Monday, 12 January 2015

Seven good books (in my book).

Books have always been magical to me. They open up whole new worlds – adventure, history, drama, love, humour, magic, courage, heroism and spiritualism. They give you an insight into how other people think and act, what their day-to-day lives are or were like, what inspires them and what defeats them. I’ve always used them as a way to switch off and escape from wherever I am or whatever I’m feeling.

Books don’t demand much from you, and are pretty trustworthy and reliable. They aren’t inclined to treat you badly, or disappoint or judge you. And they offer adventure, escapism, excitement and comfort, and teach you all sorts of things.

I took solace in this growing up and into my early 20s, when I wasn’t such a fan of people and a little disillusioned by life in general. The best New Year’s Eve I’ve ever had was when I was about 16. I spent the evening sitting in an armchair at my parents’ house, reading a book from cover to cover with a cup of tea.

However, not many of the books I’ve read really stand out. Well, not the ones that were supposed to. I couldn’t tell you which books I studied in year 12 Literature or throughout my Bachelor of Arts Literature major, or which stories teachers used to inspire us in my Diploma of Arts in Professional Writing and Editing.

When I’ve been swimming lately, I’ve been thinking about some of the books that have stood out. With each lap, I retell their stories or certain scenes in my head, 
and I feel that same sense of escape and wonder that I did when I first read them.

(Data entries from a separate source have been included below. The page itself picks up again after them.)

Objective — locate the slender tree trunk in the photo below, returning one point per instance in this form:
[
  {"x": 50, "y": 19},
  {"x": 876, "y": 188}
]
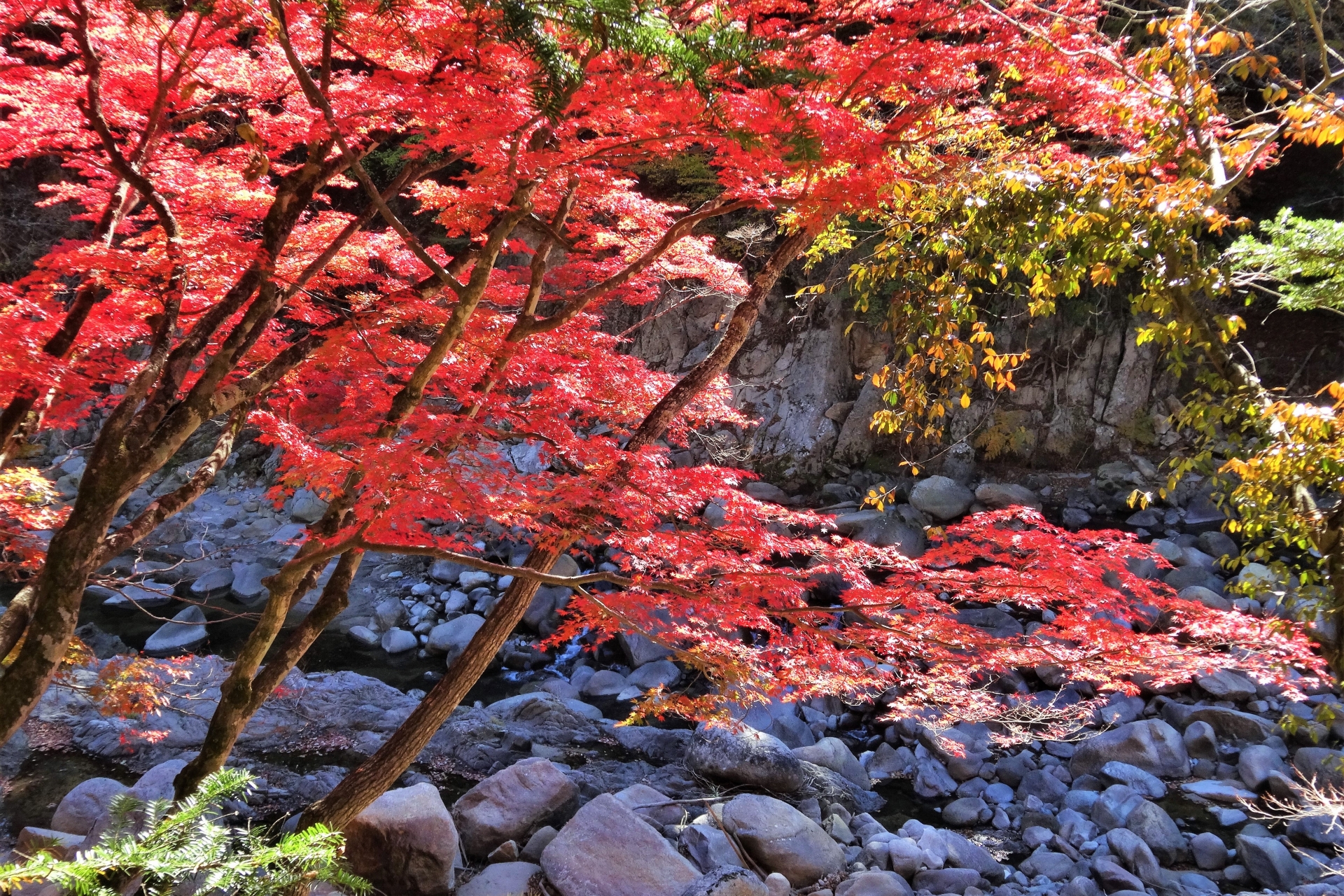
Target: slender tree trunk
[
  {"x": 381, "y": 771},
  {"x": 245, "y": 690},
  {"x": 239, "y": 701},
  {"x": 15, "y": 620},
  {"x": 57, "y": 596},
  {"x": 366, "y": 783}
]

For various reasons, these books have elicited strong feelings in me, and their stories remain with me. Sometimes I’m surprised about what has actually stuck with me. Sometimes I’m a little disappointed (why is it I can remember details in a novel revolving around a cat, but not the names of any of the award-winning, highly acclaimed and influential literature I studied at school or university?).

Here’s a little about seven of these memorable tomes.

1. A Woman in Berlin by Anonymous (AKA Marta Hillers).
This book was originally published anonymously, but the author was identified soon afterwards. If you read this book, you will understand why she tried to remain anonymous. 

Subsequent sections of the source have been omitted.